Wow, Caron...if we could all exude such a beautiful and unconditional love as you and Amber do...what a wonderful place this earthly world would be....maybe that's part of her heavenly mission....thank you for the gift of Amber...💕

Sue Rummel — April 4, 2019 at 12:56 PM

It seems that Amber was always very close to heaven during her brief time here on Earth. Blessings on you and your family and may little Amber in heaven be your glue as you work to put the pieces back together into something new

Sheila Carbray — April 4, 2019 at 5:09 PM

❤️❤️❤️❤️❤️❤️❤️❤️❤️❤️❤️❤️

Donna Young — April 4, 2019 at 5:44 PM

Well said Caron, I always ask about you guys. My thoughts and prayers are with you guys for healing of the hearts 💕❤️🙏🏻 Love Donna

Pam Harazim — April 4, 2019 at 7:55 PM

So beautiful, Caron. Thank you for sharing your heart and soul with us.

You have been blessed with the gift of faith. ❤️

Auntie Di — April 5, 2019 at 7:43 AM

Amber IS the lucky one.....

And we are blessed for having had her in our lives. I guess we just have to keep putting "one foot in front of the other" until we meet again at heaven's door.

Elyse Landesberg — April 5, 2019 at 4:53 PM

I now have another good reason to remember and honor Amber; her half birthday is my full birthday! I look forward to remembering and honoring her on our shared day! Forests burn and make way way for new life. So too, the perfection that was your old life is gone. But a new normal will emerge. There will always be a place and a hole in your heart to be filled with faith and with your sadness and your memories of the wonder that was/is Amber. ♥

Don Ventura — April 8, 2019 at 3:38 PM

Caron and Matt as always thank you for sharing. Happy 7 1/2 Birthday Amber!

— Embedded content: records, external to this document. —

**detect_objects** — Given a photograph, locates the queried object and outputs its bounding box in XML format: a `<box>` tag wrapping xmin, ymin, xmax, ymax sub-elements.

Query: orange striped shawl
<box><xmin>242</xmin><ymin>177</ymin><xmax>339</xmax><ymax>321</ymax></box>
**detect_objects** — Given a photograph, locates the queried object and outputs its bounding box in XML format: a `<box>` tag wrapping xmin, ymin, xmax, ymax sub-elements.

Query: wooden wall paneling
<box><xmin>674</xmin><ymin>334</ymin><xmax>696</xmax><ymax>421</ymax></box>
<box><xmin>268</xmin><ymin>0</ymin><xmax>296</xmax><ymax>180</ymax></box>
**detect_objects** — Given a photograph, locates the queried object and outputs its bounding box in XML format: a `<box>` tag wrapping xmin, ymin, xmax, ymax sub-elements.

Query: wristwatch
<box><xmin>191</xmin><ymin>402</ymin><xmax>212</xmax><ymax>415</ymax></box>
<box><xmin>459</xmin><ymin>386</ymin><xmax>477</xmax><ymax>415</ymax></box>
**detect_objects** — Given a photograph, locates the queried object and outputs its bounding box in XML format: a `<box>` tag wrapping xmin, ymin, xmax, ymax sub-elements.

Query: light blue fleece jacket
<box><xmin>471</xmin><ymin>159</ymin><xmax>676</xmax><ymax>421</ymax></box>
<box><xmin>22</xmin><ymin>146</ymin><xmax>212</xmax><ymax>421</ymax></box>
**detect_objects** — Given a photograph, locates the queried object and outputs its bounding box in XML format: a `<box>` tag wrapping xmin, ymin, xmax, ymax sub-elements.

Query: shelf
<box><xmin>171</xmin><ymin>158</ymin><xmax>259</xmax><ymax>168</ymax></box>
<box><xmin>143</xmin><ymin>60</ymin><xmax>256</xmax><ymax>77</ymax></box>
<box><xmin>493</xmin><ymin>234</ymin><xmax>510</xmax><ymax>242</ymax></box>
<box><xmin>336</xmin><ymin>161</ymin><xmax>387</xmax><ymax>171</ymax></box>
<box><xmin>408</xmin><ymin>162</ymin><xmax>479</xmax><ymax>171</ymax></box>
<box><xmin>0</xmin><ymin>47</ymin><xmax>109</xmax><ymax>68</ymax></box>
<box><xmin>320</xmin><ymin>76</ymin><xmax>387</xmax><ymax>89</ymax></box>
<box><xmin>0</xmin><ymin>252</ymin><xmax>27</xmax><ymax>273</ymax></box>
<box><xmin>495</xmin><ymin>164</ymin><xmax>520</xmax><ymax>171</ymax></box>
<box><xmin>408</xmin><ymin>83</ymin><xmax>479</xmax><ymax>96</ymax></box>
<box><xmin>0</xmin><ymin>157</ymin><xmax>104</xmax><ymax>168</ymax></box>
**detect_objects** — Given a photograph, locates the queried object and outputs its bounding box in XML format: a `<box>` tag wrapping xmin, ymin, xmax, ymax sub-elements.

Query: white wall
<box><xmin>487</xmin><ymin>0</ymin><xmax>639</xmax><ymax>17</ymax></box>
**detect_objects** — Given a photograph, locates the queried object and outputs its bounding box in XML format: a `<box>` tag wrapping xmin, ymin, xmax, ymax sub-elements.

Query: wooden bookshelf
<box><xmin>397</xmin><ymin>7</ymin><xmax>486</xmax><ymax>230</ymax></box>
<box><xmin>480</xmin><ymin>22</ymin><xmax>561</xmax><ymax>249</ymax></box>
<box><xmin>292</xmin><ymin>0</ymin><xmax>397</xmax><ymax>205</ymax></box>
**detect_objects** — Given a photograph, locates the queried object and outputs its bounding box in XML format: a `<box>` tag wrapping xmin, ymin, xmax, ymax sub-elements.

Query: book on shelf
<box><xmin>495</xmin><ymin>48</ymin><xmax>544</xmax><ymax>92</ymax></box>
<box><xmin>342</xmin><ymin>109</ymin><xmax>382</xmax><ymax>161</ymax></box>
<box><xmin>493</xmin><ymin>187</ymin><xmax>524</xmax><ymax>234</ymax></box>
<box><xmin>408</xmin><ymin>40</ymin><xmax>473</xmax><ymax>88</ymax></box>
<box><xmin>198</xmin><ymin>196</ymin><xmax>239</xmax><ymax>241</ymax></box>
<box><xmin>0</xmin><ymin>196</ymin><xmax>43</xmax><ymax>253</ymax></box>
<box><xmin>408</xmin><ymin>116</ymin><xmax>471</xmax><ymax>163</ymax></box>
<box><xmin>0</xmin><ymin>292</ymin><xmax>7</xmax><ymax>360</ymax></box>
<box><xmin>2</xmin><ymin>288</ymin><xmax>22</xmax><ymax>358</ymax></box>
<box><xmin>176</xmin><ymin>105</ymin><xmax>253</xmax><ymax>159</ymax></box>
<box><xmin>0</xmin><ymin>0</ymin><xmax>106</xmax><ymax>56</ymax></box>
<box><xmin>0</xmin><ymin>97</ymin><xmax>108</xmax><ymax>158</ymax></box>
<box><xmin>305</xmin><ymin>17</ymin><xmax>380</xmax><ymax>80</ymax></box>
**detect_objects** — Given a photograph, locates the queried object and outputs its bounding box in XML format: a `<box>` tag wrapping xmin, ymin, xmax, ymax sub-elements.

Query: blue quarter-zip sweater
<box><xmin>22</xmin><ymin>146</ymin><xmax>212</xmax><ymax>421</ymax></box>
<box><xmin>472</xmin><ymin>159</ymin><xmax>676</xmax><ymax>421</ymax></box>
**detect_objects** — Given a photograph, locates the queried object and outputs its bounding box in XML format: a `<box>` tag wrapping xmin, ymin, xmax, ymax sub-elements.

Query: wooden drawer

Sister Mary Patrick, SCMC — April 12, 2019 at 1:43 PM

Dear Caron and Matt,

What a beautiful tradition to celebrate your children's half birthday,and why not for Amber? She was certainly wise beyond her years. She sees far beyond what adults can't see,that's for sure!. What a beautiful child!!! You will feel the hole in your heart for every birthday and every holiday; there's no getting away from that. However, your beautiful and strong faith will certainly get you through the pain of all this as you travel on this difficult journey. The vision that your aunt had of Amber is not only amazing, but also comforting. Knowing that Amber is with God in heaven experiencing all the joys that heaven brings is consolation in the midst of your sadness. Please know that you are in my thoughts and prayers daily! You are one beautiful and amazing family!

Uncle Jon — April 25, 2019 at 10:08 AM

Crying, happy and sad all at once- - -God Bless!